(CN) — The chief executive officer of a chain of medical imaging businesses was sentenced to five years in federal prison Friday following his conviction in what prosecutors said was the biggest workers' compensation fraud scheme in the history of Southern California.
Sam Solakyan, 40, was also ordered to pay $30 million in restitution to the defrauded insurers, according to a statement Friday from the U.S. attorney's office in Los Angeles.
Solakyan, of Glendale, California, was found guilty in July of conspiracy to commit health care fraud, conspiracy to commit honest services mail fraud and 11 counts of honest services mail fraud. Prosecutors argued that he paid $9 million in kickbacks to doctors to send patients to him for medically unnecessary MRIs that were billed to the California Workers' Compensation System. The scheme generated $250 million in fraudulent claims, according to the government.
According to the California Department of Insurance, workers' comp fraud costs the state between $1 billion to $3 billion a year. In the U.S. the amount is $30 billion a year. Workers can defraud the system by exaggerating or fabricating on-the-job injuries, and doctors and lawyers can conspire to create false or exaggerated claims, over treating and over prescribing drugs.
Federal prosecutors had sought more than 15 years in prison for Solakyan, who they said had devised a cross-referral scheme that incentivized "cappers" to herd patients to physicians who overprescribed ancillary services. All but one of Solakyan's co-conspirators have pleaded guilty, they said.
"Despite overwhelming evidence of his criminality and the myriad fraudulent and unnecessary services that he generated, defendant refused to accept such responsibility and instead proceeded to trial, where he obstructed justice by testifying falsely time and again," lawyers for the Justice Department said in their sentencing memorandum.
Lawyers representing Solakyan didn't immediately respond to an email seeking comment on the sentence.

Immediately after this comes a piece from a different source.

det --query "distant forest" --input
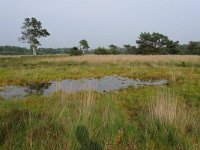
[0,42,200,55]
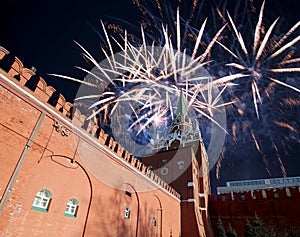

In their sentencing request, his lawyers had asked for a prison term of no more than six months. They said that Solakyan had come with his family to California as refugees from Armenia when he was a boy and had become the main provider for his family by the time he was 17.
His lawyers also cited Solakyan's trauma for sexual abuse as a child, his mental health issues, marital problems and his drug addiction in their request for leniency.
"The Court might recall that his eventual arrest on the instant charges was executed at a hotel where he had been staying, and while Sam was in the throes of his addiction," his lawyers said. "This was the unequivocal 'bottom' for Mr. Solakyan, from which he has building ever since."